The project was designed specifically to exercise PlayStation VR2's hardware. It uses gaze-based foveated rendering, rendering the area the player is looking at in the highest detail while reducing fidelity in the periphery, and it offers gaze-based aim assist for the bow, tools, and menus driven by the headset's eye tracking.[2] The PlayStation VR2 hardware provides a 4K HDR display, headset rumble feedback, and Sony's Tempest 3D audio spatial sound, all of which the game makes use of.[3][1] Credited leads include director Alex Barnes, producer Angie Smets, art director Jan-Bart van Beek, and writer Ben McCaw.[2]

Release

Horizon Call of the Mountain launched on February 22, 2023, the same day as the PlayStation VR2 headset. It was sold separately and was also offered in a hardware bundle with the headset.[1][2]

Platform Device Release date
PlayStation 5 PlayStation VR2 February 22, 2023

Reception

Horizon Call of the Mountain received generally favorable reviews. On Metacritic it holds a score of 79 out of 100 based on 71 critic reviews.[6] On OpenCritic it has a Top Critic Average of 80 with 78% of critics recommending it, in the site's "Strong" tier.[7]

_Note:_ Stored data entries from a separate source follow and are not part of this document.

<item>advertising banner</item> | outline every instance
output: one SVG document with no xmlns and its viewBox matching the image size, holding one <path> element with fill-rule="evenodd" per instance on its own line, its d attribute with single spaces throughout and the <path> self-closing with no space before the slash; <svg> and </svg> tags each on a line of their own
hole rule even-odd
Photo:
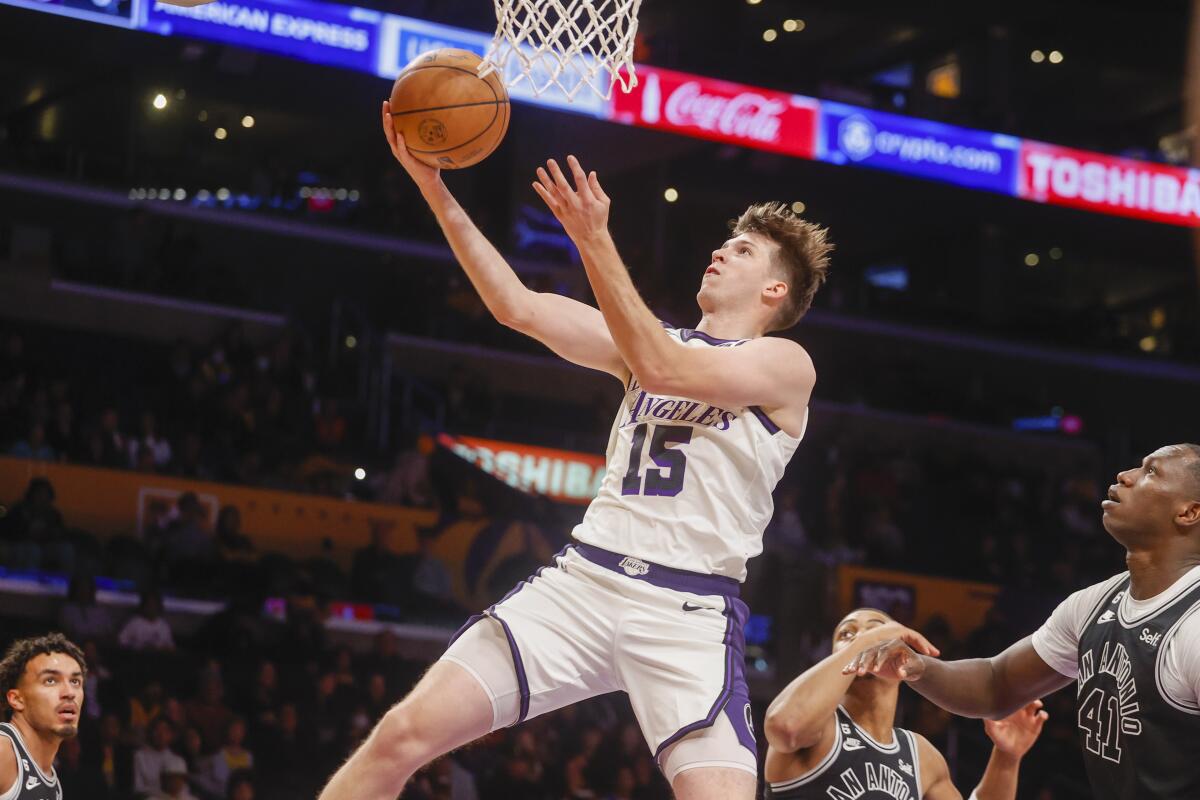
<svg viewBox="0 0 1200 800">
<path fill-rule="evenodd" d="M 185 8 L 149 0 L 146 28 L 265 50 L 317 64 L 375 71 L 382 14 L 308 0 L 222 0 Z"/>
<path fill-rule="evenodd" d="M 1026 139 L 1021 144 L 1018 191 L 1038 203 L 1200 225 L 1200 170 Z"/>
<path fill-rule="evenodd" d="M 604 456 L 439 433 L 438 444 L 509 486 L 586 505 L 604 480 Z"/>
<path fill-rule="evenodd" d="M 972 189 L 1015 194 L 1020 140 L 987 131 L 821 103 L 820 158 Z"/>
<path fill-rule="evenodd" d="M 940 616 L 957 637 L 983 624 L 1000 588 L 990 583 L 934 578 L 854 564 L 838 567 L 838 614 L 878 608 L 917 630 Z M 935 642 L 934 644 L 937 644 Z"/>
<path fill-rule="evenodd" d="M 641 65 L 637 74 L 633 91 L 613 94 L 614 122 L 800 158 L 816 155 L 818 103 L 810 97 Z"/>
</svg>

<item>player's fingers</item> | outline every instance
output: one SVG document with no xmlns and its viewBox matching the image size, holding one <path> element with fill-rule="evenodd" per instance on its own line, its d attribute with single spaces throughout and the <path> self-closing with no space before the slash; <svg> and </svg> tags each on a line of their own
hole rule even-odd
<svg viewBox="0 0 1200 800">
<path fill-rule="evenodd" d="M 383 135 L 391 146 L 392 152 L 396 152 L 396 125 L 392 122 L 392 104 L 387 100 L 383 101 Z"/>
<path fill-rule="evenodd" d="M 542 167 L 537 168 L 538 180 L 542 182 L 542 188 L 545 189 L 551 196 L 558 197 L 558 187 L 554 183 L 554 179 L 550 177 Z"/>
<path fill-rule="evenodd" d="M 604 193 L 604 189 L 600 186 L 600 178 L 596 175 L 596 170 L 592 170 L 588 175 L 588 185 L 592 187 L 592 194 L 596 195 L 601 202 L 608 202 L 608 195 Z"/>
<path fill-rule="evenodd" d="M 923 655 L 936 656 L 939 653 L 938 649 L 933 646 L 932 642 L 914 630 L 905 631 L 901 638 L 909 647 Z"/>
<path fill-rule="evenodd" d="M 583 171 L 583 167 L 579 164 L 579 159 L 575 156 L 567 156 L 567 167 L 571 170 L 571 177 L 575 181 L 575 191 L 584 197 L 592 196 L 592 184 L 588 181 L 587 175 Z"/>
<path fill-rule="evenodd" d="M 554 197 L 546 190 L 545 186 L 534 181 L 533 190 L 538 193 L 538 197 L 542 198 L 551 211 L 558 213 L 558 203 L 555 202 Z"/>
<path fill-rule="evenodd" d="M 567 183 L 567 176 L 563 175 L 558 162 L 552 158 L 546 162 L 546 165 L 550 168 L 550 176 L 554 178 L 554 185 L 562 192 L 563 197 L 573 197 L 575 192 L 571 191 L 571 184 Z"/>
</svg>

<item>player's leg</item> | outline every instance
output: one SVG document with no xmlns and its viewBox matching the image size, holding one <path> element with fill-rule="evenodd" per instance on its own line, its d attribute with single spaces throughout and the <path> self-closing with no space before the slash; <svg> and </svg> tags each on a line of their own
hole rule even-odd
<svg viewBox="0 0 1200 800">
<path fill-rule="evenodd" d="M 675 776 L 676 800 L 754 800 L 758 778 L 729 767 L 696 767 Z"/>
<path fill-rule="evenodd" d="M 383 715 L 320 800 L 395 800 L 423 765 L 492 730 L 493 717 L 479 680 L 458 664 L 438 661 Z"/>
</svg>

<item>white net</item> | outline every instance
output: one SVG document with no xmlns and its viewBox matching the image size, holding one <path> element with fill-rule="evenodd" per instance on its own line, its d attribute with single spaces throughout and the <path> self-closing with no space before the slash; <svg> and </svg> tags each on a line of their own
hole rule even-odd
<svg viewBox="0 0 1200 800">
<path fill-rule="evenodd" d="M 557 87 L 568 100 L 587 89 L 608 99 L 637 86 L 633 43 L 642 0 L 495 0 L 496 36 L 481 75 L 499 70 L 533 94 Z"/>
</svg>

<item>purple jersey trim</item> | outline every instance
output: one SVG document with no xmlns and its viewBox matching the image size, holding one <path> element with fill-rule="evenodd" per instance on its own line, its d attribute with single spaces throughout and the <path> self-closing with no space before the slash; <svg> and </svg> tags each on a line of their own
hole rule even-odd
<svg viewBox="0 0 1200 800">
<path fill-rule="evenodd" d="M 704 342 L 705 344 L 712 344 L 712 345 L 741 344 L 742 342 L 745 341 L 745 339 L 718 339 L 715 336 L 709 336 L 704 331 L 698 331 L 695 328 L 680 328 L 679 329 L 679 338 L 685 342 L 688 341 L 689 339 L 699 339 L 700 341 Z"/>
<path fill-rule="evenodd" d="M 724 595 L 727 597 L 737 597 L 741 589 L 737 580 L 726 575 L 706 575 L 700 572 L 675 569 L 674 567 L 664 567 L 661 564 L 653 564 L 644 559 L 623 556 L 620 553 L 614 553 L 602 547 L 596 547 L 593 544 L 577 543 L 571 545 L 571 547 L 574 547 L 579 555 L 593 564 L 624 575 L 632 580 L 645 581 L 663 589 L 673 589 L 676 592 L 688 592 L 690 594 Z M 632 574 L 630 574 L 631 570 L 622 566 L 622 563 L 626 561 L 636 562 L 637 566 L 641 569 L 633 570 Z"/>
<path fill-rule="evenodd" d="M 525 662 L 521 660 L 521 648 L 517 647 L 517 640 L 513 637 L 508 623 L 496 616 L 494 610 L 488 616 L 499 622 L 500 627 L 504 629 L 504 638 L 508 639 L 508 649 L 512 651 L 513 666 L 517 668 L 517 688 L 521 692 L 521 713 L 517 714 L 517 721 L 513 723 L 517 725 L 529 716 L 529 678 L 525 675 Z"/>
<path fill-rule="evenodd" d="M 750 409 L 751 414 L 758 417 L 758 421 L 767 429 L 767 433 L 774 436 L 782 430 L 782 428 L 771 421 L 771 418 L 767 416 L 767 412 L 763 411 L 761 406 L 747 406 L 747 408 Z"/>
</svg>

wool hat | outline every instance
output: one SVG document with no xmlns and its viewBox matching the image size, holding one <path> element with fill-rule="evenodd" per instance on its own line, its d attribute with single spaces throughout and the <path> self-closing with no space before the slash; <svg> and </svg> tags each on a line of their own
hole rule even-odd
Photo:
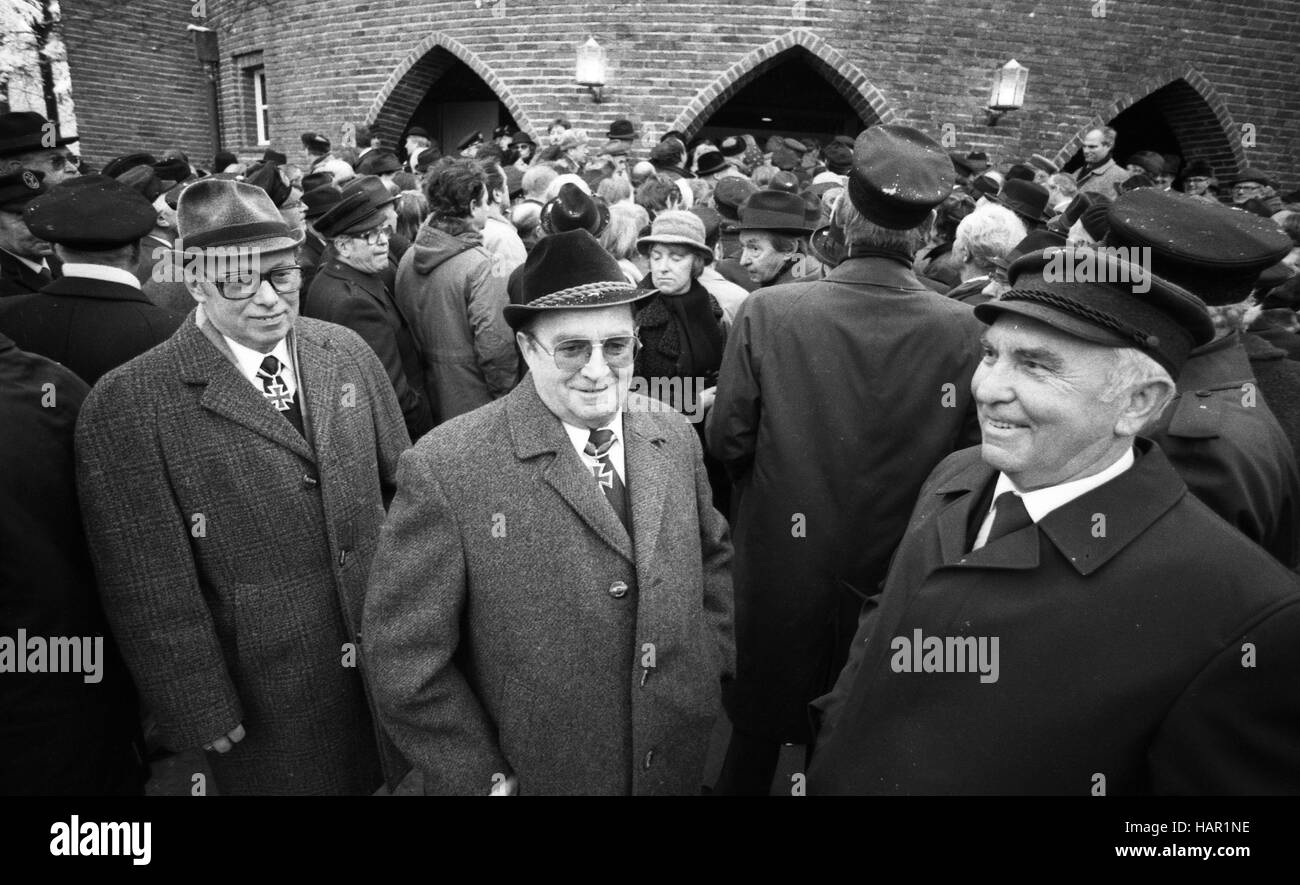
<svg viewBox="0 0 1300 885">
<path fill-rule="evenodd" d="M 343 191 L 334 184 L 322 184 L 305 192 L 302 195 L 302 202 L 307 207 L 305 213 L 307 220 L 314 221 L 320 218 L 341 199 L 343 199 Z"/>
<path fill-rule="evenodd" d="M 836 175 L 848 175 L 853 168 L 853 145 L 844 144 L 838 139 L 822 148 L 822 157 L 826 160 L 826 169 Z"/>
<path fill-rule="evenodd" d="M 1107 245 L 1149 247 L 1156 274 L 1212 305 L 1244 300 L 1292 247 L 1266 218 L 1174 191 L 1121 194 L 1107 218 Z"/>
<path fill-rule="evenodd" d="M 406 130 L 406 137 L 410 138 L 413 135 L 416 138 L 428 138 L 429 130 L 425 129 L 423 126 L 412 126 L 410 129 Z"/>
<path fill-rule="evenodd" d="M 881 227 L 916 227 L 955 184 L 948 154 L 909 126 L 872 126 L 854 144 L 849 199 L 864 218 Z"/>
<path fill-rule="evenodd" d="M 610 141 L 632 141 L 636 138 L 636 127 L 632 125 L 631 120 L 615 120 L 609 124 L 609 131 L 605 133 L 605 138 Z"/>
<path fill-rule="evenodd" d="M 515 331 L 547 311 L 635 304 L 655 294 L 629 283 L 614 257 L 585 230 L 560 231 L 539 240 L 528 253 L 519 282 L 524 303 L 504 309 Z"/>
<path fill-rule="evenodd" d="M 302 134 L 302 146 L 307 150 L 318 154 L 328 154 L 330 151 L 330 140 L 315 132 L 304 132 Z"/>
<path fill-rule="evenodd" d="M 740 204 L 758 192 L 758 185 L 748 178 L 730 175 L 718 179 L 713 189 L 713 204 L 718 207 L 718 214 L 730 221 L 740 220 Z"/>
<path fill-rule="evenodd" d="M 1268 187 L 1272 184 L 1272 182 L 1268 180 L 1268 176 L 1265 175 L 1263 171 L 1256 169 L 1254 166 L 1247 166 L 1245 169 L 1242 169 L 1237 173 L 1236 178 L 1232 179 L 1233 184 L 1246 184 L 1247 182 L 1262 184 L 1264 187 Z"/>
<path fill-rule="evenodd" d="M 568 151 L 580 147 L 588 141 L 590 141 L 590 139 L 587 137 L 587 131 L 585 129 L 566 129 L 560 135 L 556 144 L 559 145 L 560 150 Z"/>
<path fill-rule="evenodd" d="M 200 178 L 181 193 L 176 217 L 177 233 L 187 249 L 273 252 L 302 242 L 302 234 L 285 223 L 270 195 L 243 181 Z"/>
<path fill-rule="evenodd" d="M 1024 163 L 1012 163 L 1011 168 L 1007 170 L 1007 181 L 1033 181 L 1035 177 L 1034 167 Z"/>
<path fill-rule="evenodd" d="M 34 111 L 0 114 L 0 157 L 63 147 L 74 141 L 77 136 L 60 135 L 57 126 Z"/>
<path fill-rule="evenodd" d="M 1087 265 L 1089 280 L 1077 282 Z M 1178 377 L 1193 349 L 1214 338 L 1205 304 L 1177 284 L 1106 250 L 1048 248 L 1026 253 L 1007 271 L 1011 288 L 975 308 L 992 325 L 1004 314 L 1029 317 L 1075 338 L 1134 347 Z"/>
<path fill-rule="evenodd" d="M 560 185 L 555 199 L 542 207 L 539 221 L 547 234 L 585 230 L 600 236 L 609 224 L 609 206 L 578 185 L 566 182 Z"/>
<path fill-rule="evenodd" d="M 171 190 L 172 183 L 163 183 L 152 166 L 133 166 L 117 176 L 122 184 L 140 194 L 150 203 Z"/>
<path fill-rule="evenodd" d="M 1214 167 L 1205 160 L 1192 160 L 1183 169 L 1183 180 L 1189 178 L 1213 178 Z"/>
<path fill-rule="evenodd" d="M 533 137 L 527 132 L 513 133 L 510 136 L 510 146 L 515 147 L 521 144 L 531 144 L 533 147 L 537 147 L 537 142 L 533 141 Z"/>
<path fill-rule="evenodd" d="M 650 224 L 650 233 L 636 241 L 637 248 L 642 250 L 655 243 L 687 246 L 701 253 L 707 260 L 713 260 L 713 250 L 709 248 L 704 221 L 685 209 L 660 212 Z"/>
<path fill-rule="evenodd" d="M 1098 243 L 1106 239 L 1110 232 L 1110 202 L 1098 200 L 1083 210 L 1079 223 L 1088 232 L 1088 236 Z"/>
<path fill-rule="evenodd" d="M 239 158 L 230 151 L 217 151 L 216 156 L 212 158 L 212 172 L 214 175 L 220 174 L 238 162 Z"/>
<path fill-rule="evenodd" d="M 1129 157 L 1124 165 L 1137 166 L 1153 179 L 1165 173 L 1165 158 L 1155 151 L 1138 151 Z"/>
<path fill-rule="evenodd" d="M 397 154 L 387 148 L 375 148 L 357 162 L 358 175 L 387 175 L 389 172 L 401 172 L 402 163 Z"/>
<path fill-rule="evenodd" d="M 163 184 L 176 185 L 195 177 L 194 170 L 190 169 L 189 162 L 183 157 L 159 160 L 154 163 L 153 171 L 158 173 L 158 178 Z"/>
<path fill-rule="evenodd" d="M 815 224 L 809 224 L 807 207 L 797 193 L 762 190 L 741 204 L 739 230 L 766 230 L 803 236 Z"/>
<path fill-rule="evenodd" d="M 767 190 L 797 194 L 799 193 L 799 176 L 793 172 L 782 170 L 772 176 L 772 180 L 767 183 Z"/>
<path fill-rule="evenodd" d="M 600 149 L 602 154 L 609 154 L 611 157 L 626 157 L 632 151 L 632 143 L 621 139 L 613 139 L 605 142 L 605 146 Z"/>
<path fill-rule="evenodd" d="M 983 151 L 970 151 L 969 153 L 949 151 L 948 159 L 952 161 L 956 171 L 967 178 L 980 175 L 989 168 L 989 155 Z"/>
<path fill-rule="evenodd" d="M 1029 165 L 1033 166 L 1048 175 L 1055 175 L 1061 171 L 1061 167 L 1044 157 L 1042 154 L 1030 154 Z"/>
<path fill-rule="evenodd" d="M 360 175 L 342 187 L 338 202 L 322 212 L 313 226 L 323 237 L 362 234 L 379 227 L 384 208 L 395 202 L 397 197 L 378 176 Z"/>
<path fill-rule="evenodd" d="M 285 182 L 284 176 L 280 174 L 280 167 L 275 163 L 262 163 L 250 169 L 244 176 L 244 180 L 266 191 L 277 208 L 284 205 L 292 190 Z"/>
<path fill-rule="evenodd" d="M 104 164 L 100 174 L 107 175 L 109 178 L 117 178 L 128 169 L 134 169 L 136 166 L 153 166 L 158 161 L 154 159 L 153 154 L 146 154 L 143 151 L 136 151 L 131 154 L 123 154 L 120 157 L 114 157 Z"/>
<path fill-rule="evenodd" d="M 1002 191 L 989 197 L 993 202 L 1006 206 L 1030 225 L 1041 224 L 1048 219 L 1049 198 L 1047 188 L 1020 178 L 1008 178 L 1002 185 Z"/>
<path fill-rule="evenodd" d="M 15 169 L 0 175 L 0 209 L 21 212 L 32 200 L 49 190 L 45 173 L 39 169 Z"/>
<path fill-rule="evenodd" d="M 730 164 L 722 156 L 721 151 L 705 151 L 695 161 L 696 175 L 713 175 L 729 168 L 731 168 Z"/>
<path fill-rule="evenodd" d="M 23 220 L 36 237 L 89 252 L 104 252 L 153 230 L 152 202 L 107 175 L 84 175 L 60 184 L 27 204 Z"/>
<path fill-rule="evenodd" d="M 475 129 L 469 135 L 466 135 L 464 138 L 460 140 L 460 142 L 456 145 L 456 150 L 458 151 L 468 150 L 474 145 L 482 144 L 482 143 L 483 143 L 483 133 Z"/>
<path fill-rule="evenodd" d="M 728 135 L 718 145 L 718 152 L 724 157 L 739 157 L 745 152 L 746 147 L 748 145 L 745 144 L 745 139 L 739 135 Z"/>
<path fill-rule="evenodd" d="M 262 152 L 262 162 L 274 163 L 277 166 L 288 166 L 289 158 L 277 150 L 272 150 L 271 148 L 267 148 L 265 151 Z"/>
</svg>

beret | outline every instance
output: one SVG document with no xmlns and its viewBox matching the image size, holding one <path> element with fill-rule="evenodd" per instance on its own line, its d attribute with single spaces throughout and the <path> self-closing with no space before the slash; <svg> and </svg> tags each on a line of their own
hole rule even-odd
<svg viewBox="0 0 1300 885">
<path fill-rule="evenodd" d="M 315 220 L 341 199 L 343 191 L 339 190 L 338 185 L 322 184 L 314 187 L 302 195 L 302 202 L 307 207 L 304 214 L 307 219 Z"/>
<path fill-rule="evenodd" d="M 128 169 L 134 169 L 136 166 L 152 166 L 157 162 L 153 154 L 143 152 L 124 154 L 121 157 L 114 157 L 109 160 L 104 164 L 104 168 L 100 172 L 109 178 L 117 178 Z"/>
<path fill-rule="evenodd" d="M 138 242 L 158 213 L 131 187 L 107 175 L 84 175 L 27 204 L 31 232 L 51 243 L 103 252 Z"/>
<path fill-rule="evenodd" d="M 482 143 L 482 141 L 483 141 L 483 133 L 479 132 L 476 129 L 473 132 L 471 132 L 469 135 L 466 135 L 464 138 L 460 140 L 460 143 L 456 145 L 456 150 L 458 151 L 467 150 L 473 145 Z"/>
<path fill-rule="evenodd" d="M 384 148 L 367 151 L 366 155 L 357 161 L 358 175 L 385 175 L 389 172 L 401 171 L 402 164 L 397 159 L 397 154 Z"/>
<path fill-rule="evenodd" d="M 977 305 L 992 325 L 1004 314 L 1045 323 L 1107 347 L 1134 347 L 1174 378 L 1192 350 L 1214 338 L 1204 302 L 1128 260 L 1128 250 L 1047 248 L 1011 263 L 1011 288 Z"/>
<path fill-rule="evenodd" d="M 1120 195 L 1107 220 L 1107 244 L 1149 248 L 1156 274 L 1212 305 L 1244 300 L 1292 245 L 1267 219 L 1154 188 Z"/>
<path fill-rule="evenodd" d="M 317 135 L 315 132 L 304 132 L 302 134 L 302 146 L 308 150 L 326 153 L 330 149 L 330 140 L 323 135 Z"/>
<path fill-rule="evenodd" d="M 757 190 L 758 185 L 748 178 L 731 175 L 719 179 L 717 187 L 713 189 L 713 203 L 718 207 L 718 213 L 723 218 L 739 221 L 740 215 L 737 213 L 737 209 L 741 203 L 749 199 L 750 194 Z"/>
<path fill-rule="evenodd" d="M 359 175 L 343 186 L 338 202 L 312 224 L 324 237 L 365 233 L 379 226 L 383 208 L 396 200 L 378 176 Z"/>
<path fill-rule="evenodd" d="M 266 191 L 271 197 L 271 202 L 275 203 L 277 208 L 284 205 L 285 201 L 289 199 L 289 193 L 292 190 L 285 183 L 284 176 L 280 174 L 280 167 L 275 163 L 259 164 L 244 176 L 244 180 Z"/>
<path fill-rule="evenodd" d="M 853 146 L 849 199 L 881 227 L 916 227 L 955 184 L 952 160 L 943 148 L 909 126 L 873 126 Z"/>
</svg>

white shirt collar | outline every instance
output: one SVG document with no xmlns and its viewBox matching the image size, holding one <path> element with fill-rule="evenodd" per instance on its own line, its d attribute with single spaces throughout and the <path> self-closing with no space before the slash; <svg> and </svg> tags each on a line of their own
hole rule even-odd
<svg viewBox="0 0 1300 885">
<path fill-rule="evenodd" d="M 262 389 L 262 382 L 258 380 L 257 370 L 262 367 L 262 360 L 266 359 L 265 353 L 258 353 L 250 347 L 245 347 L 238 341 L 235 341 L 228 335 L 221 336 L 226 340 L 230 347 L 230 352 L 235 355 L 235 361 L 239 364 L 239 371 L 244 377 L 252 383 L 258 390 Z M 282 372 L 285 386 L 289 388 L 289 393 L 296 393 L 298 390 L 298 379 L 293 370 L 293 361 L 289 358 L 289 342 L 287 338 L 281 338 L 280 342 L 271 349 L 271 356 L 278 359 L 287 368 Z"/>
<path fill-rule="evenodd" d="M 578 457 L 582 459 L 582 463 L 588 466 L 595 464 L 596 459 L 588 455 L 586 452 L 587 440 L 591 438 L 591 428 L 578 427 L 575 424 L 570 424 L 568 421 L 561 421 L 560 423 L 564 425 L 565 432 L 569 434 L 569 441 L 573 443 L 573 448 L 577 450 Z M 627 471 L 623 469 L 623 413 L 619 412 L 614 416 L 612 421 L 598 429 L 614 431 L 614 444 L 609 448 L 609 460 L 610 463 L 614 465 L 614 469 L 618 471 L 618 475 L 624 482 L 626 482 Z"/>
<path fill-rule="evenodd" d="M 63 265 L 63 275 L 65 277 L 103 280 L 106 283 L 121 283 L 124 286 L 130 286 L 132 289 L 140 288 L 140 280 L 131 271 L 123 270 L 120 267 L 109 267 L 106 264 L 81 264 L 70 261 Z"/>
<path fill-rule="evenodd" d="M 1029 511 L 1030 519 L 1034 522 L 1041 522 L 1047 514 L 1058 507 L 1064 507 L 1075 498 L 1086 495 L 1093 489 L 1110 482 L 1132 467 L 1136 460 L 1133 455 L 1133 447 L 1130 446 L 1123 455 L 1120 455 L 1119 460 L 1100 473 L 1085 476 L 1083 479 L 1063 482 L 1060 485 L 1048 486 L 1045 489 L 1034 489 L 1032 492 L 1020 491 L 1005 473 L 999 473 L 997 485 L 993 489 L 993 500 L 997 501 L 998 496 L 1003 492 L 1015 492 L 1020 496 L 1020 500 L 1024 502 L 1025 510 Z"/>
</svg>

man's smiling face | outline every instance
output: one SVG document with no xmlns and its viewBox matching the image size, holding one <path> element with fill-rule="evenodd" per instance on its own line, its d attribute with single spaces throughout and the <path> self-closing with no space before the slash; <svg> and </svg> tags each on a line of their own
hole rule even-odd
<svg viewBox="0 0 1300 885">
<path fill-rule="evenodd" d="M 635 332 L 631 306 L 620 304 L 544 313 L 533 320 L 528 332 L 517 337 L 537 395 L 547 408 L 561 421 L 576 427 L 597 428 L 608 424 L 623 408 L 633 367 L 611 368 L 605 361 L 604 350 L 593 347 L 586 365 L 575 372 L 566 372 L 555 365 L 554 357 L 546 351 L 553 353 L 566 341 L 605 341 L 631 337 Z"/>
</svg>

Individual scores included 7 out of 10 from IGN, 7 out of 10 from GameSpot, 7 out of 10 from Push Square, 4.5 out of 5 from GamesRadar+, and 4 out of 5 from Video Games Chronicle.[2] Reviewers consistently described it as an effective technical showcase for PlayStation VR2, praising its visuals and the physical feel of climbing, while criticizing the repetitiveness of the climbing sequences, the linear structure, and a thin narrative.[5][7]

Critic review scores
Publication Score
Metacritic (aggregate) 79/100
OpenCritic (Top Critic Average) 80
IGN 7/10
GameSpot 7/10
Push Square 7/10
GamesRadar+ 4.5/5
Video Games Chronicle 4/5

The game won Best VR Game at the Golden Joystick Awards 2023 and the Immersive Reality Technical Achievement award at the 27th D.I.C.E. Awards, where it was also nominated for Immersive Reality Game of the Year.[2] It was nominated for Best VR/AR Game at The Game Awards 2023 and for Technical Achievement at the 20th British Academy Games Awards.[2] In Japan it sold 6,027 physical units in its first week, and it was the fifth most downloaded PlayStation VR2 game in Europe in 2024.[2]